A Bloomberg report earlier this month said TotalEnergies is looking to sell its remaining stake in the project.
Glenlivet and Edradour,
Glenlivet and Edradour are TotalEnergies’ tie-backs to Laggan-Tormore.
Starting up a year later, in 2017, they came online following nearly £1bn of investment.
The Edradour and Glenlivet development consists of a 22-mile tie-back of three subsea wells to the existing Laggan-Tormore production system.
In 2014, TotalEnergies said Edradour and Glenlivet would add reserves of more than 65 million barrels of oil equivalent to Laggan-Tormore.
Edradour West and Glendronach
TotalEnergies’ Glendronach has had a chequered history and has been in FID doldrums for years.
Sitting 20 miles east of the Laggan field, it was hoped to be a 175 million-barrel discovery when it was drilled in 2018.
However an appraisal well the following year cut resources by 40%.

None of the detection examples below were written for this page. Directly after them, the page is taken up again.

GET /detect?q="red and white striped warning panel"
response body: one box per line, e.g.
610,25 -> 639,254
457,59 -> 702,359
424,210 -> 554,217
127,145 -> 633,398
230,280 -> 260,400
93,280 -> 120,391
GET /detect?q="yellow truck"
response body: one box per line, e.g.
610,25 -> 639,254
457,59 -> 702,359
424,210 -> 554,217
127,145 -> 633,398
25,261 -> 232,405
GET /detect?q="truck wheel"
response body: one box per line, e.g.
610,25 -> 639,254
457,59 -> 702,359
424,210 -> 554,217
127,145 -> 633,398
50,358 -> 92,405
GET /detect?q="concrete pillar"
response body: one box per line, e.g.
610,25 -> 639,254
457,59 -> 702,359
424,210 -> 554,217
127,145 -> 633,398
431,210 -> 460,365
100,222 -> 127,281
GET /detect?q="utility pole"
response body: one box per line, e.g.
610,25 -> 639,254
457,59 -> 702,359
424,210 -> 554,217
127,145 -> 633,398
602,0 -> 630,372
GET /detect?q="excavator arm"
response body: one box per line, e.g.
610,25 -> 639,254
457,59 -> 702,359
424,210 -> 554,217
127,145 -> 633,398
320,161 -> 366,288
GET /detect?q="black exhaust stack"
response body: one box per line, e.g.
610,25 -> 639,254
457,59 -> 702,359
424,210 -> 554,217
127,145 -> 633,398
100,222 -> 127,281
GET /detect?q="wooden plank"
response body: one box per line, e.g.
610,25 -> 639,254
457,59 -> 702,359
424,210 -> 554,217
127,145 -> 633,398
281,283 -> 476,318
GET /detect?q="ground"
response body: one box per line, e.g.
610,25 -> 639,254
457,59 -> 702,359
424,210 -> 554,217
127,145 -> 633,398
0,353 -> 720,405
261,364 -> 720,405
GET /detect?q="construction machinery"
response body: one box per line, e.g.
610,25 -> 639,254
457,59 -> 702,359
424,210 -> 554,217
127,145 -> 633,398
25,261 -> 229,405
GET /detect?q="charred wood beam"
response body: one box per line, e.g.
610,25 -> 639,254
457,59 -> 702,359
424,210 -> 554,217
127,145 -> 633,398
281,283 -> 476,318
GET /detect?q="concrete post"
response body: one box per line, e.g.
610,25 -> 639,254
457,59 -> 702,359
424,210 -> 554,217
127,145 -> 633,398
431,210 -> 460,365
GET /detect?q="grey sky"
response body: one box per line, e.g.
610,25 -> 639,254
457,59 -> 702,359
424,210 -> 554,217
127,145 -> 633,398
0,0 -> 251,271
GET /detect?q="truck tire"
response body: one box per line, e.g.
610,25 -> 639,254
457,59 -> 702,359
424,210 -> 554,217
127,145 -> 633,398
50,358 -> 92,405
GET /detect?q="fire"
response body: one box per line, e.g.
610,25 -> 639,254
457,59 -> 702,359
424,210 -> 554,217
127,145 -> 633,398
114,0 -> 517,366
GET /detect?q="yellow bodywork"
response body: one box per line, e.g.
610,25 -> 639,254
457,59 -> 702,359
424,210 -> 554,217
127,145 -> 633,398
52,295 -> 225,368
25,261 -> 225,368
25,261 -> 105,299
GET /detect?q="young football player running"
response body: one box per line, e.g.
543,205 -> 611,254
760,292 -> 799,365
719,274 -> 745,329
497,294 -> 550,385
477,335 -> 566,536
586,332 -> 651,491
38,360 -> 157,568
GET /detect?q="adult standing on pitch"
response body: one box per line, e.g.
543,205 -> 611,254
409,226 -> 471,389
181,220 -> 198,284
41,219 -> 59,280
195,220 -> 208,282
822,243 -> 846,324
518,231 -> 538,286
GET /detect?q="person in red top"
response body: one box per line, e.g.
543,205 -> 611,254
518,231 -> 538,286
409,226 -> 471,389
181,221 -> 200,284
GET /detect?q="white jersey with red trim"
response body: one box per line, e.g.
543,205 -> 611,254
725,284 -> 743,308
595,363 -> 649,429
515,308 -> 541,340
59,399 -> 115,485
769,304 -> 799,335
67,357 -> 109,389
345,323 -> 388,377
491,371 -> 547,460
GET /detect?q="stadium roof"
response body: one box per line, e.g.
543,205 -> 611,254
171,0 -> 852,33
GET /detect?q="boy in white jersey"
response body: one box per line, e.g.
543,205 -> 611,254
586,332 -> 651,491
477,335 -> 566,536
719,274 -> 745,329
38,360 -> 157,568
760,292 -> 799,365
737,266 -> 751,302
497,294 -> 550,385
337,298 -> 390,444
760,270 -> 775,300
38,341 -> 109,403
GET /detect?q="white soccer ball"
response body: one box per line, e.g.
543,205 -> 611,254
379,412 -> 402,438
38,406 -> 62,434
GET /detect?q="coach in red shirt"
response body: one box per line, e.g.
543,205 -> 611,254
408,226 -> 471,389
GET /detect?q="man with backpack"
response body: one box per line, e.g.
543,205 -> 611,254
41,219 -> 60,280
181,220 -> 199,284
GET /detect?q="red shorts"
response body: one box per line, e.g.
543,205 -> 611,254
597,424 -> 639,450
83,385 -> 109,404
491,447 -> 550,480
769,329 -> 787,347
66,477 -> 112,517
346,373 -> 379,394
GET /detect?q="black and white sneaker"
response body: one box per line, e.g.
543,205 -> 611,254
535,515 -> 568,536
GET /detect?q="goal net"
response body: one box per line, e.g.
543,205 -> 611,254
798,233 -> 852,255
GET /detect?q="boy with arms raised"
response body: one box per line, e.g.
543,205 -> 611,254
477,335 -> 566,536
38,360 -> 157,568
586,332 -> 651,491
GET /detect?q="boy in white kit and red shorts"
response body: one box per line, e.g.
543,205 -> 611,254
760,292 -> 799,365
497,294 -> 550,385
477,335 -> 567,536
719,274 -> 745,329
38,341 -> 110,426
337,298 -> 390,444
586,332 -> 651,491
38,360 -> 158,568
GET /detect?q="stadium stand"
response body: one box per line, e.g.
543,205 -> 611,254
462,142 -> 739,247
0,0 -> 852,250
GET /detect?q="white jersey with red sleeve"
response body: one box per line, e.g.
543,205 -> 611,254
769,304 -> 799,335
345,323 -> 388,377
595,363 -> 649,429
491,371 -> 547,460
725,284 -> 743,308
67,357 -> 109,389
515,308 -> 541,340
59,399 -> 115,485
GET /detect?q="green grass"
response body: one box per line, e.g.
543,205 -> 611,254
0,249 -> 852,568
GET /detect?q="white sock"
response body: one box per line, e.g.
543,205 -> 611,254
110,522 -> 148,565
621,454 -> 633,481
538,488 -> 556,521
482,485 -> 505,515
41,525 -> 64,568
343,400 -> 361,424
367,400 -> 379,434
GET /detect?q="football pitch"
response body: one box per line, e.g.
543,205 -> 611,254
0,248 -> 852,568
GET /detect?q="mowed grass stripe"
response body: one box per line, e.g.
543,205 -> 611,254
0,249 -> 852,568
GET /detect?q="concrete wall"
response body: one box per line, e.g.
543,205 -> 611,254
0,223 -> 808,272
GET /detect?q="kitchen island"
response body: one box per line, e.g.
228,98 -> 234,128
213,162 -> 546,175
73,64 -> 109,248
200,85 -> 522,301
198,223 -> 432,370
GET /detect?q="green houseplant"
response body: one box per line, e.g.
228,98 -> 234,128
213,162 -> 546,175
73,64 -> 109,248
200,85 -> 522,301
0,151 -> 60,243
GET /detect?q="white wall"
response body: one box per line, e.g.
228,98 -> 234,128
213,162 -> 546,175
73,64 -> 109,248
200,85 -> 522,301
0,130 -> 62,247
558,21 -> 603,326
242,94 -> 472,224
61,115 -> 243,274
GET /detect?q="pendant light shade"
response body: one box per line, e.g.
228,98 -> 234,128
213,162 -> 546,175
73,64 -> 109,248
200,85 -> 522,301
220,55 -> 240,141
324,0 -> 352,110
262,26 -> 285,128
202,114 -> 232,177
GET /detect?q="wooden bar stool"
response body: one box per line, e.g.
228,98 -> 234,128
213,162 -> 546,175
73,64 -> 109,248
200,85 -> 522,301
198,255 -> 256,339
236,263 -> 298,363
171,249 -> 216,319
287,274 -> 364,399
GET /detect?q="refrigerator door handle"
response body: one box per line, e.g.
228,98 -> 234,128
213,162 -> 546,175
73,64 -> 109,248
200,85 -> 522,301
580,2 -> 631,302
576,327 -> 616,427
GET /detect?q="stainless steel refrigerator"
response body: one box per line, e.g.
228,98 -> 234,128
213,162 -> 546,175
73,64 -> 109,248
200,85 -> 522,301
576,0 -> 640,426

It had originally been planned as a tie-back to the nearby Edradour field, which started up in 2017, but “high levels of mercury” found at the gas field challenged that plan.
Meanwhile, Edradour West, another extension to the Greater Laggan Area, had been hoped by Kistos to hit an FID in November of this year ahead of first gas in October 2024.
On Edradour West and Glendronach, TotalEnergies UK boss Nicolas Payer told EV earlier this month that “the current cost environment and the lack of predictability on fiscal terms are making it challenging for final investment decisions to be taken”.